Synthetic DATASET for your real problems

Source: Deep Learning on Medium

Go to the profile of rvjenya
(Shorty) First version our architecture

Today I’m going to tell synthetics data and how it helps us in real world. I’ll not be telling about many types of synthetic data for ML (Machine Learning), I want to talk — synthetic data for Deep Learning, for learning on your own Neural Network.

Several months ago I had to do unique data for my first MVP. I’ve gotten many different problems with incorrect data:

  • stamps on the images (if I grabbed from google images)
  • not 1:1 proportional
  • badly view position
  • poorly compression
  • and one important thing… it was very little datasets for each class.

I need to create more than 10k images for one class — I have a very little difference between classes.

For example = Walk people, People are looking at the phone and running people. I think you are understanding me, Neural Net can’t find much dependence, and of course, our loss function won’t be moving to the minimum.

I used to try many algorithms and methods:

  • manual images of validation
  • Scripts (grabbing from google images)
  • Google extension and so on

Ok. I think you are understanding — Why We won’t be able to make clear dataset for our tasks?

Goal and solutions:

  • create clear data
  • automatically labels for class
  • the correct position of view (camera to direct on the object)
  • 256*256 (not more)

I’ve gotten to my mind the idea — if I’ll be able to use, 3d data. It’ll help me to close all my problem than manually grabbing and labeling.

  • I used 3ds max
  • 5 realistic 3d people (I bought it in the online store, of course, you can find it free )
  • created 5 variations of textures (for each model), Use Adobe PH or other graphics studio for it
  • made a realistic 3d scene with global light
  • created animation for each model (360 rotation from the camera)
  • animation camera from horizontal to 45 up degrees
  • made animation when my models changed the position to the center camera
  • of course, it was batch render for all timeline


I got for one variation (the texture of clothes) = 1k images of the sequence

Total data for one class (People with the phone) = +/- 11 000 images (I spent 1 second for one 256*256 frame)

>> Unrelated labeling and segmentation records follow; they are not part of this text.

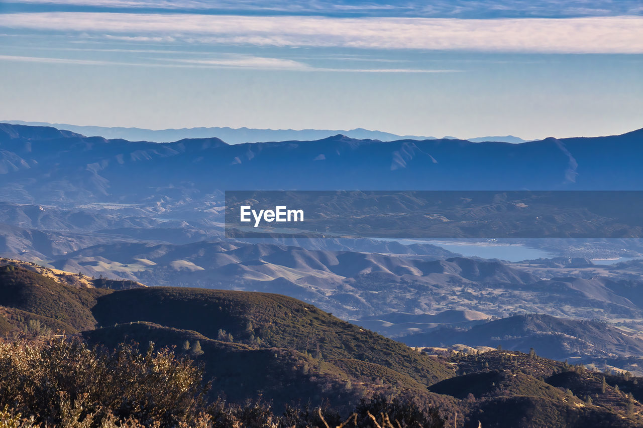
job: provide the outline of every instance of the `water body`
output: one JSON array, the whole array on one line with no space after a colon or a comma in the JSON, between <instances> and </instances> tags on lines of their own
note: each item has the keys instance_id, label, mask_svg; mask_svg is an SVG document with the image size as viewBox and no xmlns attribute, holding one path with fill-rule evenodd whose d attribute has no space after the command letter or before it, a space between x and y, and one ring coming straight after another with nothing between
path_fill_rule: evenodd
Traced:
<instances>
[{"instance_id":1,"label":"water body","mask_svg":"<svg viewBox=\"0 0 643 428\"><path fill-rule=\"evenodd\" d=\"M459 253L466 257L478 256L483 258L499 258L509 262L534 260L536 258L551 258L554 254L537 248L529 248L517 244L448 244L443 242L430 242L442 247L444 249Z\"/></svg>"},{"instance_id":2,"label":"water body","mask_svg":"<svg viewBox=\"0 0 643 428\"><path fill-rule=\"evenodd\" d=\"M629 262L629 260L635 260L637 259L635 257L619 257L619 258L595 259L592 260L592 263L595 265L613 265L621 262Z\"/></svg>"}]
</instances>

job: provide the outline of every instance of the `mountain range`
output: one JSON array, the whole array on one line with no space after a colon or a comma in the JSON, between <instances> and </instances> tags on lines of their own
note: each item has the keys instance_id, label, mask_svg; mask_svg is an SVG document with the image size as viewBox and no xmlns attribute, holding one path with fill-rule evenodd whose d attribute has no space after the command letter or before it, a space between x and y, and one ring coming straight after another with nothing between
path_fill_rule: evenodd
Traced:
<instances>
[{"instance_id":1,"label":"mountain range","mask_svg":"<svg viewBox=\"0 0 643 428\"><path fill-rule=\"evenodd\" d=\"M66 129L86 136L101 136L108 139L128 139L132 141L146 141L156 143L168 143L185 138L211 138L216 137L229 143L256 143L259 141L285 141L292 140L309 141L326 138L341 134L358 139L378 139L381 141L392 141L397 139L435 139L435 137L419 136L401 136L377 130L369 130L356 128L349 130L328 129L255 129L252 128L230 128L213 127L210 128L183 128L181 129L143 129L141 128L123 128L118 127L78 126L67 123L48 123L46 122L26 122L21 120L0 121L13 125L28 126L53 127ZM455 139L455 137L444 137ZM507 143L524 143L524 140L513 136L504 137L478 137L468 139L476 143L482 141L505 141Z\"/></svg>"},{"instance_id":2,"label":"mountain range","mask_svg":"<svg viewBox=\"0 0 643 428\"><path fill-rule=\"evenodd\" d=\"M221 201L224 190L640 190L643 130L509 144L337 135L230 145L0 125L0 199L81 204ZM295 179L296 177L296 179ZM319 177L323 177L320 180ZM212 208L212 206L208 206Z\"/></svg>"}]
</instances>

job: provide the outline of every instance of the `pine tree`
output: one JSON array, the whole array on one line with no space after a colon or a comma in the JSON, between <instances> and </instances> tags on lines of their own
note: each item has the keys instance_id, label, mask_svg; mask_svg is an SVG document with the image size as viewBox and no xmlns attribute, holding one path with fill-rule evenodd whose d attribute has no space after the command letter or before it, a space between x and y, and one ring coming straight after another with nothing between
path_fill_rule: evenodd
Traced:
<instances>
[{"instance_id":1,"label":"pine tree","mask_svg":"<svg viewBox=\"0 0 643 428\"><path fill-rule=\"evenodd\" d=\"M201 348L201 342L195 341L190 349L190 353L194 356L203 355L203 351Z\"/></svg>"}]
</instances>

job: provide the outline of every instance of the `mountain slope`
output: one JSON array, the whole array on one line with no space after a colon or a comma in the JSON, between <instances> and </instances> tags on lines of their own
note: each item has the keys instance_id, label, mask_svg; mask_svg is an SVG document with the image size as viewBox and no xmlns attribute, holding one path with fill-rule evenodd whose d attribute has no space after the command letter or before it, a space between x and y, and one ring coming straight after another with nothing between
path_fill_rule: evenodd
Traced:
<instances>
[{"instance_id":1,"label":"mountain slope","mask_svg":"<svg viewBox=\"0 0 643 428\"><path fill-rule=\"evenodd\" d=\"M445 366L399 343L278 294L150 287L102 296L93 312L104 326L144 321L210 338L224 330L248 343L259 339L263 346L381 364L425 385L451 375Z\"/></svg>"},{"instance_id":2,"label":"mountain slope","mask_svg":"<svg viewBox=\"0 0 643 428\"><path fill-rule=\"evenodd\" d=\"M0 197L41 203L122 202L122 196L137 202L194 201L212 195L212 183L219 190L256 190L259 177L264 189L634 190L643 178L638 167L642 139L639 130L521 144L382 142L343 135L233 145L214 138L161 144L0 124L1 172L8 183Z\"/></svg>"},{"instance_id":3,"label":"mountain slope","mask_svg":"<svg viewBox=\"0 0 643 428\"><path fill-rule=\"evenodd\" d=\"M498 346L547 358L643 354L643 341L598 321L565 319L547 315L521 315L478 325L467 331L440 329L401 338L410 346L466 344Z\"/></svg>"}]
</instances>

Next… I made one action script in the Adobe PH (flipping images, gauss blur and colorize) = I got… dataset*2
Sounds good…? )) 👍 Anytime I didn’t know, why this method will be great that previous manual google images grabbing. ok.. go next on

Firstly… I made dataset (I used Nvidia Digits Docker container and Titan X 12 gb for learning) with mix data:

  • My synthetic data
  • google images (of course I cleared it and labeled)
Dataset 22k — People with phone (from 3ds max render)

What do I have classes:

  • Blind walking People (with sticks)
  • People on the bike (riding)
  • People running (not walking, really quickly run)
  • People who look in the phone and walking ( My synthetic data 22k images)

Next… I had to learn Neural Network by my mix dataset. I used Caffe framework and AlexNet model. I’ve chosen 8 epochs and 0.01 base learning rate.

In the next time we can save your Pretrained model and repeat learning with highly epochs.

My goal was check hypothesis = How synthetic data works in real learning and of course, find dependency between grabbing photos.

When I learned my neural net and checked the classification… I’ve gotten interesting results:

  • synthetic data very quickly learning
  • has perfect predictions
  • one important thing = We can use synthetic data for learning and apply in the real world.
This is a test of classification on the real data. And our People with phone = synthetically dataset

If you have task of classification — you can try synthetic data and apply it to your physical world.

Caffe model in our real-time classification object (Deployed in Nvidia Jetson TX2 / Raspberry Pi B+ and Movidius)

I think this article will be helpful and you will be able to use synthetic data for your real problem.